6. The method for predicting oral cavity status as described in claim 1, characterized in that, The method further includes: Obtain at least one of the following patient data: dietary data, oral hygiene habits data, age data, gender data, unhealthy habits data, systemic disease data, and genetic data; The step of predicting the evolution information of the oral cavity state using a prediction model based on one or more feature parameters of the oral cavity state includes: The weight parameters of the prediction model are adjusted based on at least one of the patient's dietary data, oral hygiene habits data, age data, gender data, bad habits data, systemic disease data, and genetic data. Based on the adjusted prediction model and one or more feature parameters of the oral cavity state, the evolution information of the oral cavity state is predicted.

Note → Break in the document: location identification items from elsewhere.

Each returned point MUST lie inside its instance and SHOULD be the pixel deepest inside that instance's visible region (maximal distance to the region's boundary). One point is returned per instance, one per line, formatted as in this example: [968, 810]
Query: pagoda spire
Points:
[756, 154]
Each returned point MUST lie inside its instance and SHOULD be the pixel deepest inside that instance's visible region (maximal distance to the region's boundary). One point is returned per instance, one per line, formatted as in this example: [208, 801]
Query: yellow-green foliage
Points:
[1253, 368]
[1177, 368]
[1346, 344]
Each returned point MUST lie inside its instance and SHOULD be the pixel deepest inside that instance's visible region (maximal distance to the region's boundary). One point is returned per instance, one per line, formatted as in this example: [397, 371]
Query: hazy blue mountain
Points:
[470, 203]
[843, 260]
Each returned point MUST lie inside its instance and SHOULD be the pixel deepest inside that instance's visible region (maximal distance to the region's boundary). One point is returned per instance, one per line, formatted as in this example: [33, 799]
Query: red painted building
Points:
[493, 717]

7. The method for predicting oral cavity status as described in any one of claims 1-6, characterized in that, The method further includes: Based on the evolution information of the oral cavity state and the first three-dimensional scan image, an evolution video of the oral cavity state is generated.

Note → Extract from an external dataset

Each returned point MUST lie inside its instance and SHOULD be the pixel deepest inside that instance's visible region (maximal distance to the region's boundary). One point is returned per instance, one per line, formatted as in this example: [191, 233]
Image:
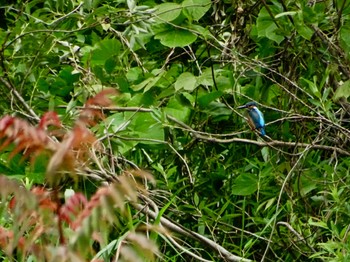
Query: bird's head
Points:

8. An oral cavity state prediction device, characterized in that, include: The first acquisition module is used to acquire first three-dimensional scan images of the oral cavity of the same patient at different times, and the first three-dimensional scan images are used to reflect the oral cavity status of the patient. An extraction module is used to extract one or more feature parameters from a plurality of the first three-dimensional scan images to characterize the oral cavity state; The prediction module is used to predict the evolution information of the oral cavity state based on one or more feature parameters of the oral cavity state through a prediction model, and the evolution information is used to assess the oral health status of the patient. In cases where mucosal abnormalities also exist in the oral cavity; The prediction module also includes: The first determining module is used to determine the location and area of multiple mucosal abnormalities in the first three-dimensional scan images; The second determining module is used to determine the evolution information of the mucosal abnormal region based on the time interval between adjacent first three-dimensional scan images and the location and area of the mucosal abnormal region. The third determining module is used to determine the timing of dental implantation based on the evolutionary information of the abnormal mucosal region and the evolutionary information around the missing tooth; the evolutionary information around the missing tooth includes at least one of the following: the future tilting velocity of the adjacent tooth of the missing tooth, the future displacement velocity of the adjacent tooth of the missing tooth, and the future alveolar bone resorption velocity around the missing tooth.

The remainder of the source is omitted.